Yesterday, in chapel, one of our professors stood at the podium and said she had a “very exciting announcement.”  She announced that Moody was beginning a new major: Ministry to Victims of Sexual Exploitation.  As she explained the details, tears pooled in my eyes and my mind began scrambling.  The first conscious thought I had was, “I have to do this,” followed shortly by about six reasons why there was no possible way I could do this.

One at a time, throughout the day yesterday, God countered each of those points.  In fact, He didn’t just counter them, He gave me even more reasons why I needed to lace up my shoes and run.  I called my mom, who had been sitting in a chapel at Bo’s school while I was in chapel.  Their speaker was a missionary from Peru (of all places!) who runs a shelter for battered women… many of whom have been rescued from sexual exploitation.  The first class for this major fit PERFECTLY into an hour and fifteen minute hole that just happened to be in my fall schedule. 9-12 more credits from Mott would transfer in with the switch.

I got my change of major form this afternoon and filled it out.  When I went to the Missions Department to have it signed, the hallway seemed deserted.  “Okay, God,” I whispered.  “I’m 99% sure this is what I’m supposed to do… but if it REALLY is… just give me one more sign?” (Oh, me of little faith…)  I walked to the end of the hall, towards what I was certain would be a deserted office, and there was Dr. Sisk.  He signed off on my major change as chair of the Missions Department, and I was gone in about 30 seconds.

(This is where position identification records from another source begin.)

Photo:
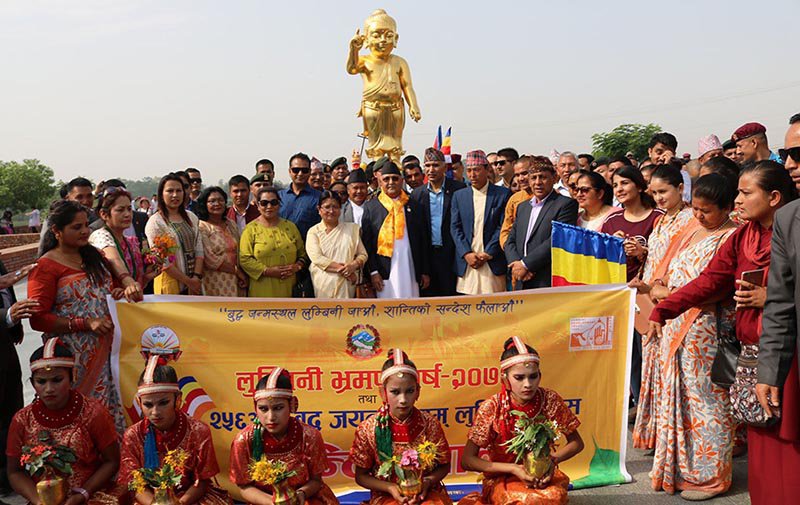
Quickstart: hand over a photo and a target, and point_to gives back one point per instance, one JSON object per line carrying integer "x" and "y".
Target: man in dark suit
{"x": 12, "y": 313}
{"x": 478, "y": 212}
{"x": 528, "y": 246}
{"x": 434, "y": 198}
{"x": 396, "y": 238}
{"x": 357, "y": 192}
{"x": 242, "y": 210}
{"x": 780, "y": 338}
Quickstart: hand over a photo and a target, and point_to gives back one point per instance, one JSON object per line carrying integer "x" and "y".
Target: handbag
{"x": 303, "y": 287}
{"x": 364, "y": 289}
{"x": 723, "y": 369}
{"x": 745, "y": 407}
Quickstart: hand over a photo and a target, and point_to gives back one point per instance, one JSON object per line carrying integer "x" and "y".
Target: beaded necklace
{"x": 55, "y": 419}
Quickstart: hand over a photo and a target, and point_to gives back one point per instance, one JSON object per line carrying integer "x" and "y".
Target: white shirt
{"x": 687, "y": 186}
{"x": 358, "y": 212}
{"x": 536, "y": 209}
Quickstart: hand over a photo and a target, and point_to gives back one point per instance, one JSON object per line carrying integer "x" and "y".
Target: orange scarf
{"x": 394, "y": 224}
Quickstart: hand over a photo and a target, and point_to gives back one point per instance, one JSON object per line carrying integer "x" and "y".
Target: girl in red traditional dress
{"x": 71, "y": 419}
{"x": 165, "y": 428}
{"x": 396, "y": 427}
{"x": 504, "y": 481}
{"x": 277, "y": 436}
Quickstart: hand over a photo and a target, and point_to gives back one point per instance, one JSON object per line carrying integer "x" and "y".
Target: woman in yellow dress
{"x": 271, "y": 250}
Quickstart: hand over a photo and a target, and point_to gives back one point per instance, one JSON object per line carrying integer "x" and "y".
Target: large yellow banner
{"x": 335, "y": 349}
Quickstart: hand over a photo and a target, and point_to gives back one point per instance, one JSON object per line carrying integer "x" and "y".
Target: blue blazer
{"x": 463, "y": 218}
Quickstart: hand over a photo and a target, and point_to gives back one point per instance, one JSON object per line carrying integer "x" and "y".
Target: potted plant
{"x": 276, "y": 474}
{"x": 162, "y": 480}
{"x": 533, "y": 442}
{"x": 54, "y": 462}
{"x": 410, "y": 467}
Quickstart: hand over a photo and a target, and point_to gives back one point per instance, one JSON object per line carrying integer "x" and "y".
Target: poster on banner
{"x": 334, "y": 350}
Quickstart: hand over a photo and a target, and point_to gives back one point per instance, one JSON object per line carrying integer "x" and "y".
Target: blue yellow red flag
{"x": 437, "y": 141}
{"x": 446, "y": 142}
{"x": 582, "y": 256}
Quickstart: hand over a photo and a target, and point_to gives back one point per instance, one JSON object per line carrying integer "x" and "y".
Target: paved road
{"x": 636, "y": 492}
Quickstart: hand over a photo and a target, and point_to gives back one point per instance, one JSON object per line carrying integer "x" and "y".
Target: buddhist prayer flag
{"x": 336, "y": 349}
{"x": 437, "y": 141}
{"x": 582, "y": 256}
{"x": 196, "y": 401}
{"x": 446, "y": 146}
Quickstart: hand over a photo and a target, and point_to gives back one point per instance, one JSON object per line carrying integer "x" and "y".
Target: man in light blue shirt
{"x": 299, "y": 201}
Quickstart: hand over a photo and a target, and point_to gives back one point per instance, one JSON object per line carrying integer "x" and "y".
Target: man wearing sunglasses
{"x": 752, "y": 145}
{"x": 395, "y": 235}
{"x": 299, "y": 200}
{"x": 777, "y": 348}
{"x": 504, "y": 166}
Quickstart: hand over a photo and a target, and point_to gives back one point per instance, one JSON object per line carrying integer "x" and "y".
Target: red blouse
{"x": 187, "y": 433}
{"x": 486, "y": 430}
{"x": 302, "y": 450}
{"x": 84, "y": 425}
{"x": 717, "y": 283}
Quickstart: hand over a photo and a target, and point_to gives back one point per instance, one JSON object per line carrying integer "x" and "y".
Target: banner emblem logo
{"x": 363, "y": 341}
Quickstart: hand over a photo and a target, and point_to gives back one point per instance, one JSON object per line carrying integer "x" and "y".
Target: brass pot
{"x": 283, "y": 494}
{"x": 52, "y": 491}
{"x": 164, "y": 496}
{"x": 537, "y": 467}
{"x": 411, "y": 486}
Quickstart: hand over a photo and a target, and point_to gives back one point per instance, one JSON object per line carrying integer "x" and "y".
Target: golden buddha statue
{"x": 387, "y": 79}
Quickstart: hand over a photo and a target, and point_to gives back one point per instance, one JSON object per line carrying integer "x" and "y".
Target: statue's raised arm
{"x": 387, "y": 81}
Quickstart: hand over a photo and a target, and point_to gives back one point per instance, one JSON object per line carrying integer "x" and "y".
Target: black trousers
{"x": 443, "y": 276}
{"x": 10, "y": 392}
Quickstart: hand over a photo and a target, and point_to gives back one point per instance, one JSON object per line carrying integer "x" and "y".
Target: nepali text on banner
{"x": 335, "y": 349}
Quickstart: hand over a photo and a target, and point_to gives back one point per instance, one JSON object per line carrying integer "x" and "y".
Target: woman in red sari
{"x": 165, "y": 428}
{"x": 74, "y": 420}
{"x": 763, "y": 189}
{"x": 396, "y": 427}
{"x": 505, "y": 482}
{"x": 276, "y": 435}
{"x": 71, "y": 281}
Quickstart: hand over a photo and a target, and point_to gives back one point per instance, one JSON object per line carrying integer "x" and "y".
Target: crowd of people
{"x": 714, "y": 365}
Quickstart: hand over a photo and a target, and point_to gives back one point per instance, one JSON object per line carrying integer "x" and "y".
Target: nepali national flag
{"x": 582, "y": 256}
{"x": 437, "y": 141}
{"x": 196, "y": 401}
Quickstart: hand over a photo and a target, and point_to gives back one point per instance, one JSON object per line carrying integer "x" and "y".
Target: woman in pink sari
{"x": 71, "y": 282}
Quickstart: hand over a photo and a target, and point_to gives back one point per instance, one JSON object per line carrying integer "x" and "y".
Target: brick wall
{"x": 18, "y": 239}
{"x": 19, "y": 256}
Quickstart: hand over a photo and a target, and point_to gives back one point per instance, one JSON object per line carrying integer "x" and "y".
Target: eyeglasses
{"x": 266, "y": 203}
{"x": 113, "y": 189}
{"x": 792, "y": 152}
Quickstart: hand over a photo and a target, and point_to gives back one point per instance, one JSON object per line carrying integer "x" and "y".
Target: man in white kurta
{"x": 402, "y": 277}
{"x": 481, "y": 280}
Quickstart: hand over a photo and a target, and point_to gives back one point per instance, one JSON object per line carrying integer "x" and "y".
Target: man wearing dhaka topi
{"x": 387, "y": 79}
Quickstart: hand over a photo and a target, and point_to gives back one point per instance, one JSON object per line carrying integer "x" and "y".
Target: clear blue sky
{"x": 107, "y": 88}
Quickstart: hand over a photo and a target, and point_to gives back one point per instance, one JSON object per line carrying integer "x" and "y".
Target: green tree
{"x": 26, "y": 185}
{"x": 146, "y": 186}
{"x": 624, "y": 138}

I could easily write another 900+ words about all of the tiny details, “coincidences,” and neon signs shouting that I should go ahead with this that have happened in the last 48 hours… but I’ll spare you the extra reading.  As of next week, everything should be approved, and my major will be officially changed from TESOL to Ministry to Victims of Sexual Exploitation.  Do I have a 5 or 10 year plan?  Nope.  But He does, and I know that there’s nothing better for me than His plan.